Cobaias aéreas
Apesar da comoção gerada, incidentes como o que ocorreu com o KC-390, da Embraer, são parte da realidade dos testes em voo de uma nova aeronave


Desde que os irmãos Wright e Santos Dumont (além de outros corajosos desbravadores dos céus) resolveram tornar o avião uma realidade o risco de um acidente sempre fez parte do jogo. Naquela época, coube a Wilbur Wright e ao próprio Santos Dumont testarem suas máquinas aéreas, mas há várias décadas essa missão é realizada por pilotos e tripulantes de testes, profissionais preparados para extrair o máximo de seus protótipos, mas que têm ciência de que uma decolagem num avião experimental pode ser a última.
Hoje em dia, a segurança desses ensaios aumentou consideravelmente. Projetos mais precisos e simulações em computador antecipam muitos potenciais problemas que são corrigidos antes mesmo de o primeiro protótipo decolar. Mas nunca se deve esquecer: um voo de testes serve para isso mesmo, conferir os limites reais de uma aeronave, ou seja, elas são como “cobaias aéreas”.
Por essa razão, o incidente com o novo cargueiro da Embraer, o KC-390, apesar de grave, não pode ser considerado algo incomum como fez parecer a comoção causada pela sua divulgação.

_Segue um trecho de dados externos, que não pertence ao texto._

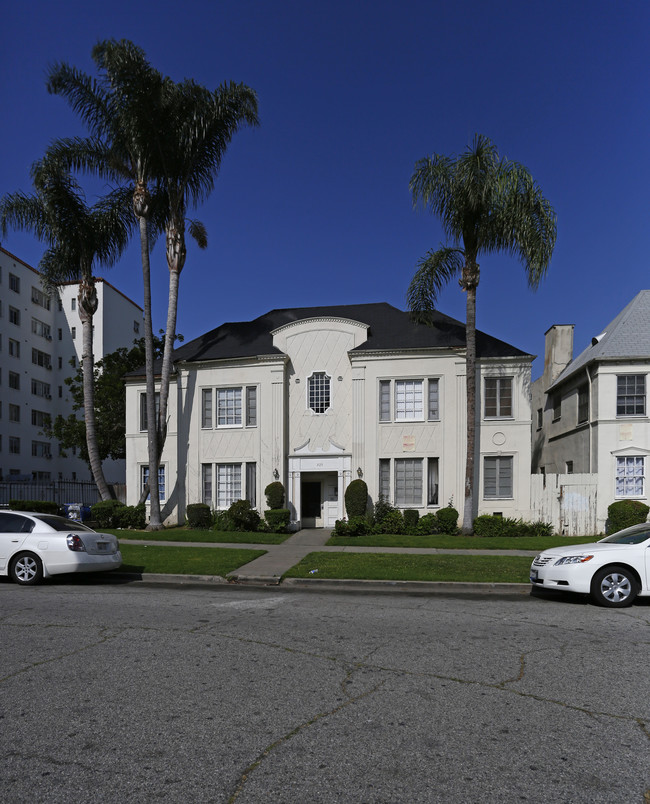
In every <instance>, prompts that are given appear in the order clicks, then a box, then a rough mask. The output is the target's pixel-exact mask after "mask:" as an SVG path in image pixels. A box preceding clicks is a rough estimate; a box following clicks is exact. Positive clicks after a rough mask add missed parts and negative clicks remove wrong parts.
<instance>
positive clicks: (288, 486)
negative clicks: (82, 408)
mask: <svg viewBox="0 0 650 804" xmlns="http://www.w3.org/2000/svg"><path fill="white" fill-rule="evenodd" d="M477 355H478V378H477V379H478V390H477V397H478V398H477V407H478V411H477V417H478V422H477V424H478V428H477V431H478V439H479V450H480V458H479V460H478V461H477V466H476V469H477V474H476V481H475V488H476V490H477V494H476V499H477V511H476V513H502V514H503V515H504V516H515V517H516V516H522V517H526V518H527V517H528V516H529V514H530V455H531V443H530V428H531V408H530V397H529V388H530V372H531V361H532V356H531V355H528V354H526V353H524V352H522V351H520V350H519V349H516V348H515V347H513V346H510V345H509V344H506V343H504V342H503V341H500V340H498V339H496V338H493V337H491V336H489V335H486V334H485V333H482V332H478V333H477ZM173 360H174V368H175V376H174V382H175V387H172V389H171V391H170V397H169V400H170V401H169V418H168V429H167V439H166V442H165V447H164V451H163V455H162V464H161V467H160V473H159V477H158V485H159V490H160V496H161V502H162V506H163V516H164V518H165V520H166V522H167V523H170V524H171V523H175V522H177V521H181V522H182V521H183V519H184V516H185V507H186V505H187V504H188V503H195V502H205V503H207V504H209V505H210V506H211V507H212V508H217V509H226V508H228V507H229V506H230V504H231V503H232V502H234V501H235V500H238V499H242V498H243V499H248V500H249V501H250V503H251V505H253V506H254V507H256V508H257V509H258V510H259V511H260V512H262V511H263V510H264V508H265V507H266V503H265V497H264V489H265V488H266V486H267V485H268V484H269V483H271V482H272V481H273V480H274V479H280V480H281V481H282V482H283V483H284V486H285V489H286V491H287V507H288V508H290V510H291V512H292V521H293V526H294V527H296V528H300V527H332V526H333V525H334V523H335V521H336V519H338V518H341V517H343V516H345V505H344V494H345V490H346V488H347V486H348V484H349V483H350V481H351V480H353V479H355V478H357V477H362V478H363V479H364V480H365V481H366V483H367V485H368V491H369V494H370V496H371V498H372V500H373V501H374V500H377V499H378V497H379V496H382V497H384V498H387V499H389V500H390V501H391V502H392V503H393V504H394V505H396V506H397V507H399V508H416V509H418V511H420V513H421V514H424V513H427V512H430V511H436V510H437V509H439V508H440V507H444V506H446V505H448V504H449V503H450V502H451V503H453V505H454V507H456V508H457V509H458V510H459V511H461V512H462V508H463V500H464V496H463V495H464V480H465V451H466V401H465V400H466V392H465V388H466V385H465V326H464V324H462V323H461V322H459V321H456V320H454V319H452V318H449V317H448V316H445V315H443V314H442V313H439V312H436V313H435V314H434V319H433V326H432V327H427V326H423V325H419V324H415V323H413V321H412V320H411V318H410V316H409V314H408V313H405V312H403V311H401V310H398V309H396V308H395V307H392V306H391V305H389V304H359V305H343V306H337V307H312V308H297V309H295V308H294V309H281V310H272V311H271V312H269V313H267V314H266V315H263V316H260V318H257V319H255V320H254V321H243V322H237V323H230V324H223V325H222V326H220V327H217V328H216V329H214V330H212V331H211V332H208V333H206V334H205V335H203V336H201V337H199V338H197V339H195V340H193V341H191V342H189V343H187V344H183V346H181V347H180V348H178V349H177V350H176V351H175V352H174V357H173ZM145 401H146V400H145V384H144V376H143V375H142V374H141V373H139V372H136V373H134V374H133V375H131V376H129V377H128V378H127V422H126V434H127V442H126V443H127V502H128V503H129V504H134V503H136V502H137V501H138V498H139V497H140V493H141V489H142V487H143V484H144V483H145V482H146V481H147V480H148V471H149V468H148V457H147V433H146V416H145V413H146V406H145Z"/></svg>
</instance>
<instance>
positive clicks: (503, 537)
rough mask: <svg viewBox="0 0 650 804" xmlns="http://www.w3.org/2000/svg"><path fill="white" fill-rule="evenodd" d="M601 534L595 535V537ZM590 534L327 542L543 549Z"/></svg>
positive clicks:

Embora a Embraer não tenha esclarecido a causa do incidente, que fez o jato perder altitude e atingir, segundo apurado por Airway, cerca de 4.8 G de aceleração (valor suportado por caças de combate), a revelação do funcionário da fabricante à revista Aero Magazine apontou que o desprendimento de um equipamento teria provocado a mudança do centro de gravidade do avião.
Se isso for confirmado, trata-se de um procedimento externo ao avião em si. Em outras palavras, não é algo que denota incapacidade do KC-390. Mesmo assim, a aeronave e sua tripulação conseguiram retomar o controle após ocorrer o estol (quando há perda de sustentação).
Mas é preciso explicar que o KC-390 estava sendo testado justamente para isso, um estol, ou seja, uma situação em que há enorme risco de se perder o controle do voo. Além disso, é praxe ir além do chamado “envelope de voo”, parâmetros que serão utilizados em voos comuns após a homologação.
E, apesar dos imensos esforços sofridos pela fuselagem, o protótipo PT-ZNF teve danos restritos e voltará ao programa de testes, segundo a Embraer – ao contrário da suposição de que teria sido inutilizado.
Capacete em aviões comerciais
Felizmente, o episódio não causou nenhum ferimento aos ocupantes do KC-390. No entanto, casos de perda de protótipos ainda ocorrem com alguma frequência, sobretudo em aviões militares cujas missões exigem uma performance “especial”. Em agosto deste ano, por exemplo, o único protótipo do S-97, novo helicóptero avançado da americana Sikorsky, fez um pouso forçado na California sem que seus ocupantes tivessem se ferido.
Os tripulantes de outro projeto avançado, o helicóptero 525 Relentless, da Bell, já não tiveram a mesma sorte. Em julho do ano passado, um dos três protótipos perdeu controle e se chocou com o solo matando seus dois pilotos. Não é por acaso que mesmo em certos tipos de protótipos os pilotos de testes utilizam capacetes e muitas vezes até para-quedas, um sinal claro que cada voo de teste é diferente de outro.

O episódio do KC-390, no entanto, tomou corpo porque foi notado por pessoas que acompanham a aviação logo no dia em que ocorreu, no feriado de 12 de outubro. Por meio de aplicativos como o Flight Radar, foi possível acompanhar o voo de teste do avião da Embraer, que embora seja privado e restrito a uma área delimitada, precisa informar sua posição para o controle de tráfego aéreo.
A queda abrupta da aeronave (de 6 mil metros para mil metros de altitude numa região em que o solo está a cerca de 700 metros) acabou repercutindo nas redes sociais e, embora tendo sua gravidade desmentida pela fabricante, não foi suficiente para esclarecer o que de fato havia ocorrido. Com isso, sobrou espaço para que teorias mais graves ganhassem vulto como a que dizia que o protótipo havia sido tão afetado pelo problema que seria abandonado.
Há ainda um aspecto que complica um pouco mais a situação. Por ser uma aeronave militar, cujo desenvolvimento está sendo acompanhado pela Força Aérea Brasileira (FAB), principal cliente, qualquer informação sobre seu desenvolvimento esbarra no sigilo que envolve a estratégia de defesa do país.
Espera-se que o programa possa de fato seguir sem atrasos e que os voos do KC-390 sejam feitos com segurança. Afinal, trata-se do maior avião já projetado e desenvolvido no Brasil e peça-chave para que o país mantenha sua posição de destaque na indústria aeroespacial.